Architecture Decision Records (ADRs)#
Added: 2025-10-11 | Effort: Ongoing
Document: did:plc choice, pgcrypto encryption, Jetstream vs firehose, write-forward pattern, single handle field.
Replace log Package with Structured Logger#
Added: 2025-10-11 | Effort: 1 day
Problem: Using standard log package. Need structured logging (JSON) with levels.
Solution: Switch to slog, zap, or zerolog. Add request IDs, context fields.
Code: TODO in community/errors.go:46
PDS URL Resolution from DID#
Added: 2025-10-11 | Effort: 2-3 hours
Problem: User consumer doesn't resolve PDS URL from DID document when missing.
Solution: Query PLC directory for DID document, extract serviceEndpoint.
Code: TODO in jetstream/user_consumer.go:203
PLC Directory Registration (Production)#
Added: 2025-10-11 | Effort: 1 day
Problem: DID generator creates did:plc but doesn't register in prod mode.
Solution: Implement PLC registration API call when isDevEnv=false.
Code: TODO in did/generator.go:46
Recent Completions#
✅ OAuth Authentication for Community Actions (2025-10-16)#
Completed: Full OAuth JWT authentication flow for protected endpoints
Implementation:
- ✅ JWT parser compatible with atProto PDS tokens (aud/iss handling)

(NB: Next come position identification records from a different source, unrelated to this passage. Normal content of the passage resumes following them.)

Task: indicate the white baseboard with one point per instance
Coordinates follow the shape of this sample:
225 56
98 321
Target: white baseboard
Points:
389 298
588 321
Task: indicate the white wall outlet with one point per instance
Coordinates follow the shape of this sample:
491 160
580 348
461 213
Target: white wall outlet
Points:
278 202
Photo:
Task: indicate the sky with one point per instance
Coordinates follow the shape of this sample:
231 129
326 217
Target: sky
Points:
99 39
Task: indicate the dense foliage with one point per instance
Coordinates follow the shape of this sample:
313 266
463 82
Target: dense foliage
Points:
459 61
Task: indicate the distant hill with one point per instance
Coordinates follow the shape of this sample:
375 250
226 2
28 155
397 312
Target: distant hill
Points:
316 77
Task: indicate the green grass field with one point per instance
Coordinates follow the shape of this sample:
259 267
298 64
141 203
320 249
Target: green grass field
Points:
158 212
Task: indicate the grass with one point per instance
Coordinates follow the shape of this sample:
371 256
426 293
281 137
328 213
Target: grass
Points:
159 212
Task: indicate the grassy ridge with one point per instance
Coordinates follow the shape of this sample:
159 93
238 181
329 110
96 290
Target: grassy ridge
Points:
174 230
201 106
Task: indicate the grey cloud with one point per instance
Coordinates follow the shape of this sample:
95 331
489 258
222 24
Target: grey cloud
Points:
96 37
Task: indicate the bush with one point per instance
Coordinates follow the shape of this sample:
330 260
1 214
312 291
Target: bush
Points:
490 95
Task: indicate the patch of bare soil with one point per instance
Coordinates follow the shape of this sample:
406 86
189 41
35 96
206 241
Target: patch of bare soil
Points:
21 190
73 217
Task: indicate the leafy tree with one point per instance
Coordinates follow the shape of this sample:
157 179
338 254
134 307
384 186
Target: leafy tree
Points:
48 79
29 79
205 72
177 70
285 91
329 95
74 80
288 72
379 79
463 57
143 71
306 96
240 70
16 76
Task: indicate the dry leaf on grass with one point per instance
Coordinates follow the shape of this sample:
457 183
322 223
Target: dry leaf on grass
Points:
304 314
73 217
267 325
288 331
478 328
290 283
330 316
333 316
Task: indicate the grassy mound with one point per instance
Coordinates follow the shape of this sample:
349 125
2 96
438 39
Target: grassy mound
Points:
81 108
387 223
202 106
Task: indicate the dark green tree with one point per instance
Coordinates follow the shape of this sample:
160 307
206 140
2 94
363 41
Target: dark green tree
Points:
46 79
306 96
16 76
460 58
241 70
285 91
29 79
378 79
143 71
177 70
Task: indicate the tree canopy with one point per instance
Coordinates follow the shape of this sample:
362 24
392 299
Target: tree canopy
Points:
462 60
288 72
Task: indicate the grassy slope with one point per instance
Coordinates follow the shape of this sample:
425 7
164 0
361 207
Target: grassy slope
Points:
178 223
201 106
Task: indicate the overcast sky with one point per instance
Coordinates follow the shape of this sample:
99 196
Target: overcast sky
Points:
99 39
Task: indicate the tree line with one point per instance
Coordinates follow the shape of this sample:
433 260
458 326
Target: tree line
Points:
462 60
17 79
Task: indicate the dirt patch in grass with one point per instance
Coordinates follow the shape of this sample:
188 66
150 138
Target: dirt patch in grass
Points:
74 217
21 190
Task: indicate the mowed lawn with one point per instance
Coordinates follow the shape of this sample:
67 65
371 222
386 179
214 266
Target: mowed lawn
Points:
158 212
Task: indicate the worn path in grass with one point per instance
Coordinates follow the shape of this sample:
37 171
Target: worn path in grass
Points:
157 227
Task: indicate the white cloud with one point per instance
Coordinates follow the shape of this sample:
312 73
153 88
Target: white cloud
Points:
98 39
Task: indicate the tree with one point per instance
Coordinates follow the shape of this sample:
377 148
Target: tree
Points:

- ✅ Auth middleware protecting create/update/subscribe/unsubscribe endpoints
- ✅ Handler-level DID extraction from JWT tokens via
middleware.GetUserDID(r) - ✅ Removed all X-User-DID header placeholders
- ✅ E2E tests validate complete OAuth flow with real PDS tokens
- ✅ Security: Issuer validation supports both HTTPS URLs and DIDs
Files Modified:
- internal/atproto/auth/jwt.go - JWT parsing with atProto compatibility
- internal/api/middleware/auth.go - Auth middleware
- internal/api/handlers/community/ - All handlers updated
- tests/integration/community_e2e_test.go - OAuth E2E tests
Related: Also implemented hostedByDID auto-population for security (see P1 item above)
✅ Fix .local TLD Bug (2025-10-11)#
Changed default INSTANCE_DID from did:web:coves.local → did:web:coves.social. Fixed community creation failure due to disallowed .local TLD.
Prioritization#
- P0: Security vulns, data loss, prod blockers
- P1: Major UX/reliability issues
- P2: QOL improvements, minor bugs, docs
- P3: Refactoring, code quality